THE BLOG

Reading as Construction in Humans and Machines - Part III: Machines

03/17/2015 01:32 pm ET | Updated May 17, 2015

When we wound up last time, we had arrived that the conclusion that, whether or not we humans draw on our background knowledge to construct accurate models of the entities and events we read about, it is essential to their purpose that reading machines do so.

The question is: what sort of models will serve this purpose?

To Script or Not to Script?

Take, for instance, the case of the knowledge structure known as the "script" -- essentially, a set of rules governing a stereotypical situation, such as, for example, going to a restaurant.

Roger Schank and colleagues began promoting scripts at Yale back in the mid-1970s [Schank & Abelson 1977], as a way to furnish computers with enough common sense to "understand" (very simple) stories, like the following [adapted from Dyer 1989, p. 16]:

STORY 1: John went to the restaurant. The waiter brought John a menu. John ordered lobster. When he'd finished eating, John paid the bill and left a big tip.

By referencing a sufficiently well-elaborated restaurant script, it was held, a computer could answer such questions about STORY 1 as: "What did John eat?"

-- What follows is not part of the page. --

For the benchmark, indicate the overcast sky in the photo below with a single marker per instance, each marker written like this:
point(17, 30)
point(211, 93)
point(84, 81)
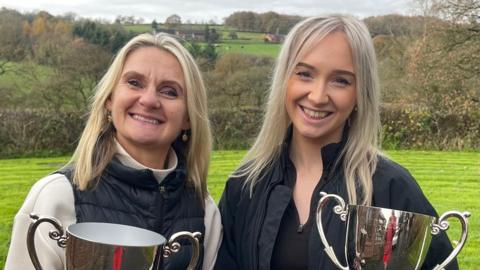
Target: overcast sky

Of course, confronted with this question, any human reader will immediately respond "Lobster!" But look again - that's not actually stated anywhere in the verbatim transcript of the story. Rather, "Lobster!" is an inference, based on our background knowledge about restaurants -- which includes, among other things, the fact that restaurant patrons typically eat what they've ordered. And, absent something like a script, "Lobster!" is an inference that a computer is not equipped to make.

Schank claimed that humans have internalized vast numbers of such scripts, exhaustively detailing what to expect in a wide variety of everyday scenarios. And, further, that loading the equivalent knowledge structure into a computer would enable it to fill in the blanks and constructively understand the restaurant story.

Schank's claims that this alone would suffice were, however, vigorously contested by Hubert Dreyfus in his What Computers Can't Do [1972/79, p. 43]:

[T]he program has not understood a restaurant story the way people in our culture do, until it can answer such simple questions as: When the waitress came to the table did she wear clothes? Did she walk forward or backward? Did the customer eat his food with his mouth or his ear? If the program answers, "I don't know," we feel that all of its right answers were tricks or lucky guesses and that it has not understood anything of our everyday restaurant behavior.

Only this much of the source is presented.